Insurance Company Types and Risk Management
Stock Insurance Companies
- Insurers traded on the New York Stock Exchange (e.g., Aflac, Allstate, GEICO, Progressive).
- Stockholders provide capital.
- Profits are shared with stockholders via dividends.
- Also known as "non-participating insurers" because policyholders typically don't receive dividends unless they are also stockholders.
Mutual Insurance Companies
- No shareholders; owned by policyholders.
- Not publicly traded.
- Policyholders are like stockholders: they elect the board of directors.
- Share in company gains through dividends.
- Known as "participating insurers" because policyholders participate in the company's profits.
- Examples: Nationwide, New York Life, and State Farm.
Reinsurance
- Insurance for insurers; allows insurers to share risk.
- The reinsurer pays a percentage of the company's losses or losses exceeding a predetermined amount.
- Benefits insurance companies, especially in cases of catastrophic loss.
- Example: September 11th terrorist attacks (estimated cost to insurance industry: 32,500,000,000).
- Reinsurance helped the industry recover two-thirds of its losses.
Reciprocal Insurers
- Unincorporated organizations of subscribers operating through an attorney in fact.
- A group of people or organizations that insure each other.
- Always non-profit.
- Members pay premiums into individual accounts.
- Expenses are spread equally among members if a claim is made.
- An advisory group of subscribers hires an attorney in fact for administration, underwriting, sales, promotion, and claims handling.
Fraternal Benefit Societies (or Fraternal Associations)
- Nonprofit mutual aid organizations primarily engaged in charitable or benevolent activities.
- Offer members insurance against death, disease, and disability.
- Members share common interests (e.g., religion, occupation, or ethnic background).
- Examples: The Elks, Catholic United Financial, and Sons of Norway.
- Funded by the sale of financial services and life insurance to members.
- Insurance benefits are assessable; benefits must have a set monetary value.
- Members are both providers and recipients of benefits.
- Members may be required to pay their share of deficiencies if the society's claims-paying ability is impaired.
Self-Insurance
- An individual or company sets aside money for potential losses instead of paying premiums to an insurer.

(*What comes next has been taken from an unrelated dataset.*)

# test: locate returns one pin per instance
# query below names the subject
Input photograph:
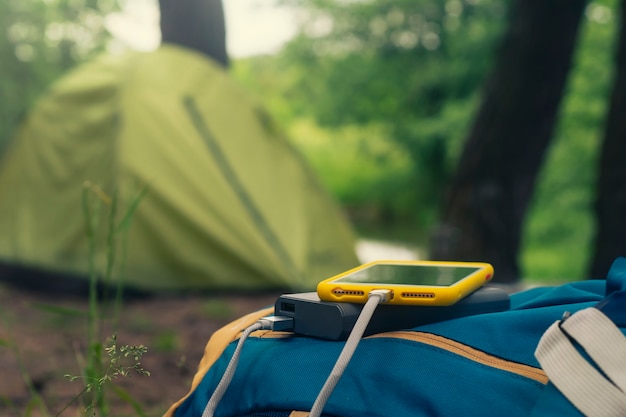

- The employer or individual assumes the risk but gains greater control and transparency in plan design and claims.
- Example: A small company with few employees and low risk covering health or disability benefits itself.
Captive Insurance Companies
- Formed by large businesses to self-insure.
- Exist solely to serve their parent company.
- The parent company pays premiums and files claims as usual.
- Profits made by the captive insurance company go back to the parent company.
- Example: Ashley River Insurance Company (captive insurer of Dollar General).
- Provides workers' compensation, stop-loss medical insurance, and non-property liability insurance.
- Not permitted in all states.
Risk Retention Groups (RRGs)
- Companies pool resources to create a shared captive insurer.
- Can provide all types of liability coverage to their members except workers' compensation insurance.
- Owned by their members (like mutual insurance companies).
- A form of self-insurance and are not subject to all the regulations governing traditional insurers, but they do pay premium taxes.
- Subject to examination by the State Insurance Commissioner and the state's unfair claim settlement practice laws.
- Authorized by the Federal Product Liability Risk Retention Act of 1981 and the Liability Risk Retention Act of 1986.
- Businesses in the same industry can form an RRG to avoid premium fluctuations and tailor coverage for their needs.
- Example: RRG for physicians retaining lawyers specializing in medical malpractice claims.
- All members must be in similar business endeavors.
- Need to be licensed in one state but don't have to be licensed in every state in which they operate.
- Examples: United Educators (UE) and the Alliance of Nonprofits for Insurance (ANI).
Lloyd's of London
- An insurance marketplace dating back to the late seventeenth century.
- Started with marine insurance but expanded to property, liability, and reinsurance.
- A marketplace where insurance brokers do business with underwriters to share/transfer risks.
- Members pay a fee to cover the costs of running the association but are not financially responsible for all other Lloyd's members.